Santa Cruz’s Population Roller Coaster
Much ink has been spilled, and airtime filled, discussing the exodus of Californians from the Bay Area and the state altogether, but Santa Cruz managed to buck that trend in 2022 thanks to its large student population returning to campus.
Between July 2021 and July 2022, Santa Cruz added about 7,000 people — a 12.5% increase — to bring its total population to 61,800 on July 1, 2022, according to newly released population estimate data from the U.S. Census Bureau. That’s second only to Georgetown, Texas, for the fastest growing city in the country, among those with at least 50,000 residents.
“I don’t think it’s much of a mystery,” said Santa Cruz Mayor Fred Keeley, “the University of California at Santa Cruz is the single largest entity in our town.”
On campus, the redwood-lined paths and bus stops are bustling. Margarida Costa is a fourth-year student, majoring in feminism and sociology. She first came to Santa Cruz in 2019, but went back home to Colorado in the spring of 2020, and now she’s back.
“I’ve noticed a lot more students on campus, than even my freshman year,” she said.
Although the surfing mecca’s population had a huge jump in 2022, it’s still shy of returning to 2020 population levels. The first year of the pandemic, when campus was mostly closed, the city lost nearly 13% of its population.
But the scale of Santa Cruz’s population swing was relatively unique, with both a steeper drop and steeper climb back than other cities with at least 50,000 residents and large college student populations.
The city of Berkeley, with twice the population of Santa Cruz and close to twice the number of students, saw an 8% decrease in the first year of the pandemic, but only a 4% increase the next year, when students returned to campus. San Francisco saw a 7.2% drop in the first year of the pandemic, and no recovery in the second.
“We’re all thrilled to be back with students on campus and in-person instruction,” said Scott Hernandez‑Jason, a spokesperson for UCSC.
After Georgetown, Texas, and Santa Cruz, the other three fastest-growing cities that round out the top 5 nationally were also in Texas — Kyle, Leander and Little Elm.
Despite the population drop in 2021, the local real estate market has been hot and stretched thin for inventory since before the pandemic, said Sam Bird-Robinson, a UCSC alumnus, and real estate agent in the area for over a decade. And when the pandemic hit, more people were looking for homes, and remote work allowed many people to move further from urban centers.
Bird-Robinson thinks the population gains will continue, for better or worse.
“Attractive places attract people,” he said. “We have incredible weather, a beautiful coastline, majestic redwood-covered mountains.”
Bird-Robinson called Santa Cruz “a little slice of paradise,” but said the limiting factor is available housing.
“I’ve lived here for over 20 years … and I’ve never seen as much of a housing crunch,” he said.
Keeley agrees that the population will continue to grow, and that housing is one of the city’s biggest challenges, especially student housing.
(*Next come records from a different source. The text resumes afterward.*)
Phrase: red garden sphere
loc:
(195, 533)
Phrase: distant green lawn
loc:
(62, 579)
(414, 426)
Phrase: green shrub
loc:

He said he is currently negotiating with the UC chancellor about on-campus housing, and voicing his support for getting affordable workforce housing on the ballot next year.
“Santa Cruz will always be a desirable place to live because of our natural environment,” he said, “Demand will always outstrip the supply.”
There are about 800 cities with more than 50,000 residents in the country, and those cities are home to 130 million people, about 40% of the population.
Based on county-level data released by the census earlier this year, except for Santa Cruz County, every county in the greater Bay Area had fewer residents in July 2022 than the previous year. The Bay Area and California both lost about 1% of their residents in the first year, and another .3% in 2022.
Of the nearly 500 cities or towns of any population in California for which the Census Bureau released data in May, Santa Cruz had the third-largest annual population change, and Paradise was the only city with a larger increase. The community in the Sierra foothills had a 24% increase in 2022 as it continues to rebuild and recover from the devastating 2018 Camp Fire.
Susanville had the other largest change in 2022. The Northern California town, close to the Nevada border, saw an 11% drop in 2022 after a local prison, the California Correctional Center, was closed.